Sur le plan de la croissance, les perspectives sont rassurantes selon le Gouverneur. « L’activité économique est restée dynamique, avec une progression du PIB réel de 5,1 % au premier trimestre 2024 », a-t-il fait savoir. Pour l’ensemble de 2024, les prévisions tablent sur une croissance de 6,1% contre 5,3% en 2023.
Une embellie que M. Brou attribue à « une amélioration des termes de l’échange » avec la hausse des cours des matières premières exportées par les pays de l’Union, mais également à « la mobilisation de ressources extérieures par les États membres. »
Ce dernier point fait référence au retour gagnant de la Côte d’Ivoire et du Bénin sur les marchés internationaux des capitaux. En levant environ 2000 milliards de francs CFA via des émissions obligatoires, ces deux pays ont réalisé « un signal positif pour la région », selon les termes du Gouverneur. « Cela permet à ces pays d’avoir des ressources pour faire face aux dépenses budgétaires, y compris le service de la dette », a-t-il expliqué.
Mais au-delà des avantages directs pour les États émetteurs, M. Brou voit dans ces opérations un bénéfice plus large pour l’ensemble de l’Union, relevant que « Cela permet d’injecter exclusivement de la liquidité dans le secteur financier régional, ce qui profite au secteur bancaire dans son ensemble». « Cela renforce également la situation extérieure de la Bceao en mobilisant des ressources pour la région », a-t-il ajouté.

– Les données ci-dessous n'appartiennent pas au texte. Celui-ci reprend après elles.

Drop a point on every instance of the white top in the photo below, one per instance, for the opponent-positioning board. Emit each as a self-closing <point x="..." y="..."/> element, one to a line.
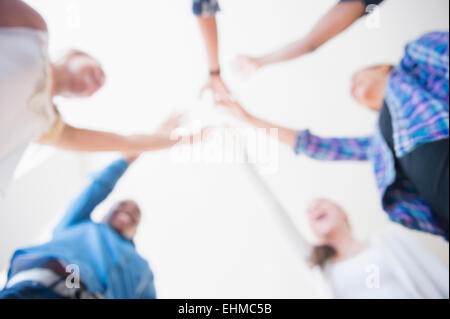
<point x="26" y="109"/>
<point x="395" y="265"/>
<point x="367" y="275"/>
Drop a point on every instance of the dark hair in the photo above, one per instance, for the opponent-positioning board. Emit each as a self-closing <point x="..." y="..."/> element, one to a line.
<point x="321" y="254"/>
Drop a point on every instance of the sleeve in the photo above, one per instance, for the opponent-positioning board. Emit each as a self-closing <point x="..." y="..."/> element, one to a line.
<point x="418" y="115"/>
<point x="149" y="292"/>
<point x="429" y="53"/>
<point x="101" y="186"/>
<point x="147" y="288"/>
<point x="205" y="8"/>
<point x="333" y="149"/>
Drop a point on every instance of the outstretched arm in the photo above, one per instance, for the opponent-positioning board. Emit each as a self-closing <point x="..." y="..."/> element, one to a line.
<point x="334" y="22"/>
<point x="205" y="11"/>
<point x="331" y="149"/>
<point x="71" y="138"/>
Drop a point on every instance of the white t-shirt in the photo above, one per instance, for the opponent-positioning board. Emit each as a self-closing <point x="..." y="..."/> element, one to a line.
<point x="26" y="110"/>
<point x="367" y="275"/>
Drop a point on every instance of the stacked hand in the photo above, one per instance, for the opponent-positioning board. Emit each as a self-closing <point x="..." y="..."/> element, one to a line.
<point x="218" y="88"/>
<point x="235" y="108"/>
<point x="247" y="65"/>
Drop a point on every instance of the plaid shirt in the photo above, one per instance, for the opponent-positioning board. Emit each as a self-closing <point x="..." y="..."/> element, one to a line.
<point x="417" y="96"/>
<point x="206" y="8"/>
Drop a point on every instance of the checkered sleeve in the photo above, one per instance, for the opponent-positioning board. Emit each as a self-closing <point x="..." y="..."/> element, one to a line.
<point x="428" y="53"/>
<point x="333" y="149"/>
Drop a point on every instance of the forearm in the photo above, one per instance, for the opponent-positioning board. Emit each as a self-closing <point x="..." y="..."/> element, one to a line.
<point x="97" y="141"/>
<point x="208" y="27"/>
<point x="336" y="20"/>
<point x="285" y="135"/>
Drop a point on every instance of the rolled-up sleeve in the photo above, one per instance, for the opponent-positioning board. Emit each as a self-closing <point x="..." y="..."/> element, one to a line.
<point x="205" y="8"/>
<point x="333" y="149"/>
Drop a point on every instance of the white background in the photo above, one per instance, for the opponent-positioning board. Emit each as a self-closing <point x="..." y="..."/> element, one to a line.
<point x="206" y="231"/>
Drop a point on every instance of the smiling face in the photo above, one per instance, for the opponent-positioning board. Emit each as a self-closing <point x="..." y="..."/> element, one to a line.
<point x="84" y="75"/>
<point x="124" y="218"/>
<point x="368" y="86"/>
<point x="327" y="219"/>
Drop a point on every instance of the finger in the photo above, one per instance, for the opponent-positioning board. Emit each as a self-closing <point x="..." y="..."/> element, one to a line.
<point x="205" y="88"/>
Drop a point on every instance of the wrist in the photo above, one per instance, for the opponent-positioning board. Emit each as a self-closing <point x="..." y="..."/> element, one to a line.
<point x="214" y="72"/>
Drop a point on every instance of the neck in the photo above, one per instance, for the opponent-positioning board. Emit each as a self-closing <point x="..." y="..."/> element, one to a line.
<point x="60" y="79"/>
<point x="344" y="244"/>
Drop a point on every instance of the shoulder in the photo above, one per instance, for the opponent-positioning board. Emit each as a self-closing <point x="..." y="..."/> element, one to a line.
<point x="16" y="13"/>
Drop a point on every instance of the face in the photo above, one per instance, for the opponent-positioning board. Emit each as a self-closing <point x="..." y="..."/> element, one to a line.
<point x="85" y="75"/>
<point x="326" y="218"/>
<point x="124" y="218"/>
<point x="368" y="86"/>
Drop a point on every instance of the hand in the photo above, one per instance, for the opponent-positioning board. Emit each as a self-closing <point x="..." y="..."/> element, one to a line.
<point x="131" y="157"/>
<point x="218" y="88"/>
<point x="172" y="123"/>
<point x="247" y="65"/>
<point x="235" y="109"/>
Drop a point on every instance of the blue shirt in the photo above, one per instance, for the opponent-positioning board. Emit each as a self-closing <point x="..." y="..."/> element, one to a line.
<point x="108" y="263"/>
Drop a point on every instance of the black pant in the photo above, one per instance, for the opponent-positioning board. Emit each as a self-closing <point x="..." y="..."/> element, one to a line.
<point x="427" y="167"/>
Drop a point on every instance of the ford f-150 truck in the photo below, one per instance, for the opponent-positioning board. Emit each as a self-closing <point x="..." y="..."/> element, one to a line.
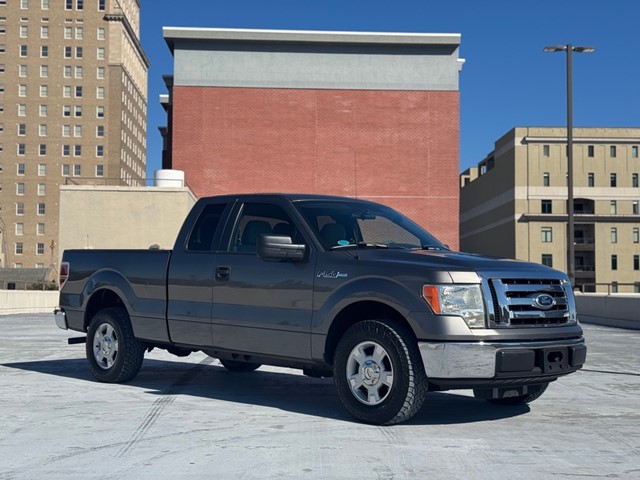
<point x="333" y="286"/>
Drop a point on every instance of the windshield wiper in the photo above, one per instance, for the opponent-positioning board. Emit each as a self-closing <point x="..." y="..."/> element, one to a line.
<point x="360" y="245"/>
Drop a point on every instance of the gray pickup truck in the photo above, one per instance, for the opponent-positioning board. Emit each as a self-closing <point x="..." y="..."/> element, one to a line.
<point x="332" y="286"/>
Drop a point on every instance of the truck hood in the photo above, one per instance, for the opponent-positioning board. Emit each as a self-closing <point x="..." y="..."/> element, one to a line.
<point x="450" y="261"/>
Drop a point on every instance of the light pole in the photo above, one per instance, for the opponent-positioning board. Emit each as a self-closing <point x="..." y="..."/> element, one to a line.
<point x="571" y="261"/>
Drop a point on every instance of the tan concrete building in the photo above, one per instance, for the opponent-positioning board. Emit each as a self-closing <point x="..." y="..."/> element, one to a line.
<point x="514" y="203"/>
<point x="73" y="108"/>
<point x="130" y="217"/>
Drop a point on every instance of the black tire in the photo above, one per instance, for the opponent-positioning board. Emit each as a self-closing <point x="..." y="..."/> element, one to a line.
<point x="533" y="392"/>
<point x="114" y="354"/>
<point x="367" y="351"/>
<point x="237" y="366"/>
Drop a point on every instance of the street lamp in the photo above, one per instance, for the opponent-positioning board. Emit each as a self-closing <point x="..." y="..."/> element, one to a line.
<point x="571" y="270"/>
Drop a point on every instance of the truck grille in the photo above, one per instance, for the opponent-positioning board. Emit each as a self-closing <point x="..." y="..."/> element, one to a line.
<point x="524" y="302"/>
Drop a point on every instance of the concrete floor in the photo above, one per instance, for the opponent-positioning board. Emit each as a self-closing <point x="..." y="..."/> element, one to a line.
<point x="190" y="418"/>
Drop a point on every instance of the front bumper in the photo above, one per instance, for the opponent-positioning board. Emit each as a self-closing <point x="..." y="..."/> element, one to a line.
<point x="501" y="360"/>
<point x="61" y="318"/>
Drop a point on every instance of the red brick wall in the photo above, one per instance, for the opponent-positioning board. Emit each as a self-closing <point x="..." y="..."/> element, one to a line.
<point x="395" y="147"/>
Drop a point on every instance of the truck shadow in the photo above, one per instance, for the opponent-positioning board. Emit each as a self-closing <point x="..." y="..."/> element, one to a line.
<point x="280" y="388"/>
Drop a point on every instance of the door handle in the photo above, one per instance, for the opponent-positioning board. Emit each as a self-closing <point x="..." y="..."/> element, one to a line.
<point x="223" y="273"/>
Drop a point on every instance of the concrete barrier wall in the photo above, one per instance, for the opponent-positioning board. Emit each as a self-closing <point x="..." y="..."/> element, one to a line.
<point x="617" y="310"/>
<point x="28" y="301"/>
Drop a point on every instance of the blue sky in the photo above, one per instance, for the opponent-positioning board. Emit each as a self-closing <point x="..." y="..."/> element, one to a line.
<point x="506" y="81"/>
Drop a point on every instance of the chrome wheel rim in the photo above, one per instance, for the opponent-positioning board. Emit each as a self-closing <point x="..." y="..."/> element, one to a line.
<point x="105" y="346"/>
<point x="370" y="373"/>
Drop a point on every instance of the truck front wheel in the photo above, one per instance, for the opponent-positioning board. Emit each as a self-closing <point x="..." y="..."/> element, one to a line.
<point x="378" y="373"/>
<point x="114" y="354"/>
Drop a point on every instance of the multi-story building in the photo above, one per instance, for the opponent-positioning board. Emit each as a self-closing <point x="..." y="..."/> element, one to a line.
<point x="73" y="109"/>
<point x="369" y="115"/>
<point x="514" y="203"/>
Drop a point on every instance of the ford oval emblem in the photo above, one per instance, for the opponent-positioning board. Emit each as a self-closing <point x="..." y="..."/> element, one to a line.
<point x="544" y="301"/>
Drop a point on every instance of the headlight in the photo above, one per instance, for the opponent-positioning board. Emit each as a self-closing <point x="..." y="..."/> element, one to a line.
<point x="461" y="300"/>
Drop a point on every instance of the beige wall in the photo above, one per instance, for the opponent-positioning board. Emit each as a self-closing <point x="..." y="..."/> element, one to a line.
<point x="121" y="217"/>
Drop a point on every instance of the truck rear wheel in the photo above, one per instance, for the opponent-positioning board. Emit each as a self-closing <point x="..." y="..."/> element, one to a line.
<point x="533" y="392"/>
<point x="114" y="354"/>
<point x="378" y="373"/>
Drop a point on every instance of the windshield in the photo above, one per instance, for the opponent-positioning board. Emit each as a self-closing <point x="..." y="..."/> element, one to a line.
<point x="351" y="224"/>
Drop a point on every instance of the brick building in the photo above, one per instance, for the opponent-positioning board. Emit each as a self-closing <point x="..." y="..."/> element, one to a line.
<point x="372" y="115"/>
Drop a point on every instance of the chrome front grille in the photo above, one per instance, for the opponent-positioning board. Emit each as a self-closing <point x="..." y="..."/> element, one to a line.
<point x="525" y="302"/>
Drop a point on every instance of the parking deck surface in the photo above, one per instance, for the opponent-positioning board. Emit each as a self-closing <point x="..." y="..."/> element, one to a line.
<point x="190" y="418"/>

M. Brou s’est d’ailleurs réjoui que ces deux pays puissent réintégrer les marchés financiers malgré « l’impact des taux d’intérêt élevés au niveau international ». Une démarche qui, selon lui, « redonne confiance » dans la solidité des économies de l’Uemoa après les chocs subis ces dernières années.
Au-delà des émissions obligatoires, la bonne santé des comptes extérieurs de l’Union s’explique aussi par « l’augmentation des recettes d’exportation » générée par la hausse des cours des principaux produits d’exportation comme l’or, le cacao ou encore le coton. De quoi « renforcer notre situation et améliorer notre situation extérieure », s’est félicité M. Brou.

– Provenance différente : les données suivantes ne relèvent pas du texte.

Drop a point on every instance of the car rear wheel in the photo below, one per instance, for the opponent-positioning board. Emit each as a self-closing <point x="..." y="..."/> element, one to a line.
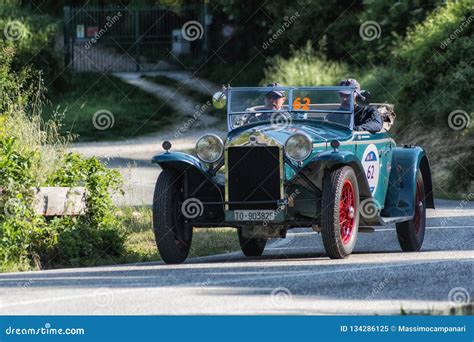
<point x="251" y="247"/>
<point x="412" y="233"/>
<point x="340" y="212"/>
<point x="173" y="237"/>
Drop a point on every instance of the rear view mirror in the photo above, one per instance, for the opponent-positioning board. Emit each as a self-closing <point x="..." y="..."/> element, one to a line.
<point x="364" y="97"/>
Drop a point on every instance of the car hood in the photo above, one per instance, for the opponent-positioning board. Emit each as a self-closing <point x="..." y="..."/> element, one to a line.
<point x="317" y="132"/>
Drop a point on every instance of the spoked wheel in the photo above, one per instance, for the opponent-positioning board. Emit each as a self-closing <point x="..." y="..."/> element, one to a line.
<point x="173" y="237"/>
<point x="412" y="233"/>
<point x="251" y="247"/>
<point x="340" y="212"/>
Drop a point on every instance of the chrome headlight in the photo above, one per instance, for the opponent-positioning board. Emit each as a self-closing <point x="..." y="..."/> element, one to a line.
<point x="209" y="148"/>
<point x="298" y="147"/>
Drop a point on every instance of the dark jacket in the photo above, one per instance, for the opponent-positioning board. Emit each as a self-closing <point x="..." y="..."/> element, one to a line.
<point x="367" y="118"/>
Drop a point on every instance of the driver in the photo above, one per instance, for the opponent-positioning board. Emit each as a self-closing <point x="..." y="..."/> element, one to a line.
<point x="273" y="100"/>
<point x="366" y="118"/>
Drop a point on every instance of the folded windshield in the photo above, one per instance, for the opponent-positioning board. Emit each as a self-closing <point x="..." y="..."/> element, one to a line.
<point x="284" y="104"/>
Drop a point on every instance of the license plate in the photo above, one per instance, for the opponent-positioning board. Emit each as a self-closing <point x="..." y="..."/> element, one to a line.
<point x="254" y="215"/>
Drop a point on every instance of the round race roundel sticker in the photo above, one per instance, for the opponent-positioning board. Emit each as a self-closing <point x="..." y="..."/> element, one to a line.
<point x="371" y="164"/>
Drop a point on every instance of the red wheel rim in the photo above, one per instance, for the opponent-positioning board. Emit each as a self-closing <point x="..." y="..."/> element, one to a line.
<point x="347" y="211"/>
<point x="418" y="208"/>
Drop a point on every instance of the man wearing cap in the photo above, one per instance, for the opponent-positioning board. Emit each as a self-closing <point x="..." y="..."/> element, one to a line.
<point x="366" y="118"/>
<point x="274" y="99"/>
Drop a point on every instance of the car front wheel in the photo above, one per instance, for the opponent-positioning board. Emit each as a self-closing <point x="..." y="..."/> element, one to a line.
<point x="251" y="247"/>
<point x="173" y="237"/>
<point x="412" y="233"/>
<point x="340" y="212"/>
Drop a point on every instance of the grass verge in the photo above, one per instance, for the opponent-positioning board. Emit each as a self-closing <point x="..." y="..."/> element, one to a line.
<point x="134" y="112"/>
<point x="141" y="245"/>
<point x="191" y="92"/>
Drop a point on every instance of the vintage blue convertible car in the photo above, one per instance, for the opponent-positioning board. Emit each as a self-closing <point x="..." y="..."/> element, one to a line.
<point x="300" y="165"/>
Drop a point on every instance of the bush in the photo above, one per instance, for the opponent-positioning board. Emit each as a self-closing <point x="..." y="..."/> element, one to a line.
<point x="438" y="73"/>
<point x="304" y="67"/>
<point x="33" y="36"/>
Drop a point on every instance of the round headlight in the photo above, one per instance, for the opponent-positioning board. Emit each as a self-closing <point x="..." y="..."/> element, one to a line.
<point x="209" y="148"/>
<point x="298" y="147"/>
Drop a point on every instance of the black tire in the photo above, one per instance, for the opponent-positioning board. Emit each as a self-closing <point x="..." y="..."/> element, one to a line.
<point x="173" y="238"/>
<point x="251" y="247"/>
<point x="339" y="242"/>
<point x="412" y="233"/>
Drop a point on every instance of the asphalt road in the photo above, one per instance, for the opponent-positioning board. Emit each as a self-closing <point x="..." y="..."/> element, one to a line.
<point x="292" y="277"/>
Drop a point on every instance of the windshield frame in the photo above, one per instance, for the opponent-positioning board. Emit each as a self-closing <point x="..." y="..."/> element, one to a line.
<point x="289" y="92"/>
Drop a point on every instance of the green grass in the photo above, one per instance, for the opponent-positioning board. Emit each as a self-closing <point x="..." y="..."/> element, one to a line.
<point x="191" y="92"/>
<point x="141" y="245"/>
<point x="134" y="111"/>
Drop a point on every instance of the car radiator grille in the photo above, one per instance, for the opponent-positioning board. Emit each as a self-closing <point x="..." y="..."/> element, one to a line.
<point x="253" y="175"/>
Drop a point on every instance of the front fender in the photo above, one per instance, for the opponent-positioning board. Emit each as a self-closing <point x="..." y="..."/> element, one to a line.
<point x="400" y="199"/>
<point x="326" y="161"/>
<point x="180" y="162"/>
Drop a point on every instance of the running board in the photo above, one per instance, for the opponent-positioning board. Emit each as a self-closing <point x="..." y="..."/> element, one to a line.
<point x="389" y="220"/>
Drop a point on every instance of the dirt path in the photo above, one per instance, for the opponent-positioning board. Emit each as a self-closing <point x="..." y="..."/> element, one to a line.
<point x="132" y="157"/>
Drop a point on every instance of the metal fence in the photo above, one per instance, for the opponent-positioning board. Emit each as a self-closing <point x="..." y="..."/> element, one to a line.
<point x="132" y="39"/>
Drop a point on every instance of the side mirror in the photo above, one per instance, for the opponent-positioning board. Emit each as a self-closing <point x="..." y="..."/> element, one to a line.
<point x="364" y="97"/>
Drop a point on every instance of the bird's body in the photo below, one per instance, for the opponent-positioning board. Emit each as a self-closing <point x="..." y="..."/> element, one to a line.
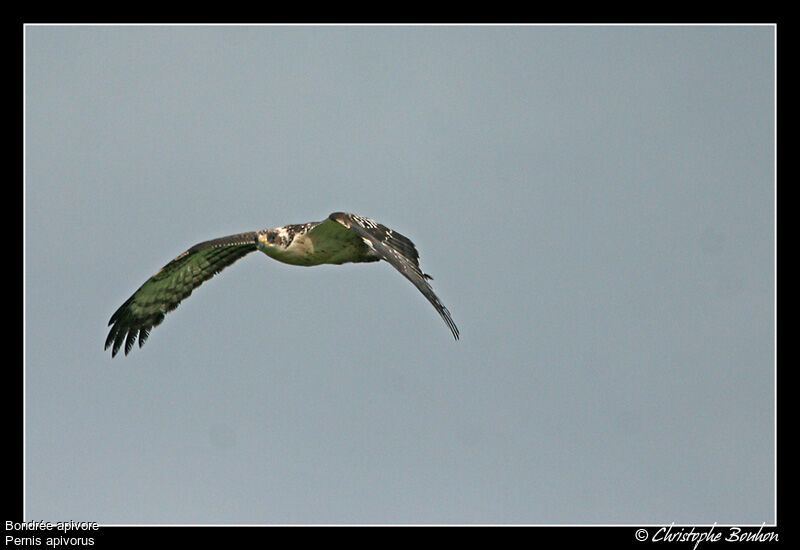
<point x="341" y="238"/>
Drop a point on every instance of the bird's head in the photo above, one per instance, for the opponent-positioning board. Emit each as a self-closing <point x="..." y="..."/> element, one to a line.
<point x="271" y="241"/>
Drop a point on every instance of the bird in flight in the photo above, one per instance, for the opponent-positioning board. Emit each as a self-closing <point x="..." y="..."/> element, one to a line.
<point x="341" y="238"/>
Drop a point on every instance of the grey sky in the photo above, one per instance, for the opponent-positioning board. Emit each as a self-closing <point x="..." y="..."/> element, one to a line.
<point x="596" y="205"/>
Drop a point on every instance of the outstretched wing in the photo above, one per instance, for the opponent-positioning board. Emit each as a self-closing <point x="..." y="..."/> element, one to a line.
<point x="162" y="292"/>
<point x="399" y="251"/>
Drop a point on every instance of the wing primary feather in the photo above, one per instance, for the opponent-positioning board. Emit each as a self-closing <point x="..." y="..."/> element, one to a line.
<point x="401" y="253"/>
<point x="173" y="283"/>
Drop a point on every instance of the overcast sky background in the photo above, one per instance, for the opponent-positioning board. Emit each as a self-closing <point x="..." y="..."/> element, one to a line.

C’est fort de ces performances que la Bceao a pu maintenir son taux directeur identique, poursuivant ainsi la politique monétaire prudente engagée depuis la fin de la crise du Covid-19. « Pendant et après la pandémie, jusqu’en 2022, la Bceao a baissé ses taux et permis aux banques un accès illimité au refinancement afin de soutenir l’activité économique », a rappelé le Gouverneur.

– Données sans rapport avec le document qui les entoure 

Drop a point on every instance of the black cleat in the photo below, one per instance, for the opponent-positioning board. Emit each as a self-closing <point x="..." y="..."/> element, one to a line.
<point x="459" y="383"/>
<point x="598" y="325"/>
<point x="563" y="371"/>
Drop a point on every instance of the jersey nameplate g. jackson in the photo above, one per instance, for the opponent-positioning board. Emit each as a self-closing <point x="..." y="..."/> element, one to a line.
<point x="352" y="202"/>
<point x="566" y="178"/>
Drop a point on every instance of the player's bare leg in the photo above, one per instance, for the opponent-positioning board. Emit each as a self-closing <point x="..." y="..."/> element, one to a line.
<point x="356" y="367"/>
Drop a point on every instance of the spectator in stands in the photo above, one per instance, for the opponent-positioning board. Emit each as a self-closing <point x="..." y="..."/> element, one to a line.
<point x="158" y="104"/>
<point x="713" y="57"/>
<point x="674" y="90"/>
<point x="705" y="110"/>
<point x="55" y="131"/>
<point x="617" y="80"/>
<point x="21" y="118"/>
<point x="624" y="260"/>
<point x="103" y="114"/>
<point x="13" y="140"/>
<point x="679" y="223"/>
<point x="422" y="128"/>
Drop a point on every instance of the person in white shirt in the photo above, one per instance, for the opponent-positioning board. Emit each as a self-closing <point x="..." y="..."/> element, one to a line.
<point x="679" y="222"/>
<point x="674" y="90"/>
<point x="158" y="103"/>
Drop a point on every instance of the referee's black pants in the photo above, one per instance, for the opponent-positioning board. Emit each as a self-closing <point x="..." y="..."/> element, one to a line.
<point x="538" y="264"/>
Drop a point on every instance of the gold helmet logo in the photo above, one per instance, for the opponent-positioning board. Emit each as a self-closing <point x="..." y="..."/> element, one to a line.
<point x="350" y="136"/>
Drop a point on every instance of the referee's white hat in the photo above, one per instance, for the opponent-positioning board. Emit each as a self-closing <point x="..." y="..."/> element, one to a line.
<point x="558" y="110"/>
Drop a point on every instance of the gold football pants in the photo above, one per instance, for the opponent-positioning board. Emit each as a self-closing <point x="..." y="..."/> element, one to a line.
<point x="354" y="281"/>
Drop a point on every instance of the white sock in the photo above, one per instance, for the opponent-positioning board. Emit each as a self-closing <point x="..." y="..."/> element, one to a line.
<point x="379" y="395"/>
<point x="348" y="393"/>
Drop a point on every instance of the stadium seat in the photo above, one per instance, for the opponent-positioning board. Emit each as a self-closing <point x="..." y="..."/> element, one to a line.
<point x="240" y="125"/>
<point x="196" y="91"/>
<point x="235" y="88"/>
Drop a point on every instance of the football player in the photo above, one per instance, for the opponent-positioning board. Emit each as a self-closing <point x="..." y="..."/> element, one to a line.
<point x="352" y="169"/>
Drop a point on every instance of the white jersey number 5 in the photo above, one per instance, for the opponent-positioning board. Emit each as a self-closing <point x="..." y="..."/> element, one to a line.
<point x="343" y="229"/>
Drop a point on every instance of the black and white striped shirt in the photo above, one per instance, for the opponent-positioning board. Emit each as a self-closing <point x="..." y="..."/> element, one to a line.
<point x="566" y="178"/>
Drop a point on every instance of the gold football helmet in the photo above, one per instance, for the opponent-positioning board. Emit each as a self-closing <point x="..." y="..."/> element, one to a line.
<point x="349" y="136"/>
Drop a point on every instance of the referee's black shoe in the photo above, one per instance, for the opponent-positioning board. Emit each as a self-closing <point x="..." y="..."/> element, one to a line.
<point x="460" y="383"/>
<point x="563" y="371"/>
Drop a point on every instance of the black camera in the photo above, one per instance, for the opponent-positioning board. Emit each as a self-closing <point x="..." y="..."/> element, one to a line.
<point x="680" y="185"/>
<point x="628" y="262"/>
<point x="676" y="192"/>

Alors que le ralentissement de la croissance mondiale fait peser certains risques sur les économies de l’Union, M. Brou se veut rassurant. « La croissance reste soutenue grâce aux investissements dans le BTP, une bonne campagne agricole attendue, mais aussi le démarrage prochain de la production pétrolière au Sénégal et au Niger qui va renforcer l’activité économique », a-t-il indiqué.
Le maintien à un niveau bas des taux directeurs vise également à « préserver le financement vigoureux de l’économie » avec une progression des crédits à l’économie de 5 % en rythme annuel à fin mars 2024.
Dans les mois à venir, la Bceao va poursuivre sa surveillance étroite des évolutions économiques, financières et monétaires afin d’ajuster si nécessaire son positionnement, a prévenu M. Brou. « Le Comité de Politique Monétaire analysera régulièrement l’évolution de l’inflation ainsi que la situation économique et prendra les mesures nécessaires pour assurer la stabilité monétaire », a-t-il assuré.
Une prudence de mise alors que les grandes banques centrales internationales demeurent elles-mêmes dans l’incertitude sur l’évolution à venir des taux, une situation que « tout le monde attend avec intérêt », a conclu le Gouverneur.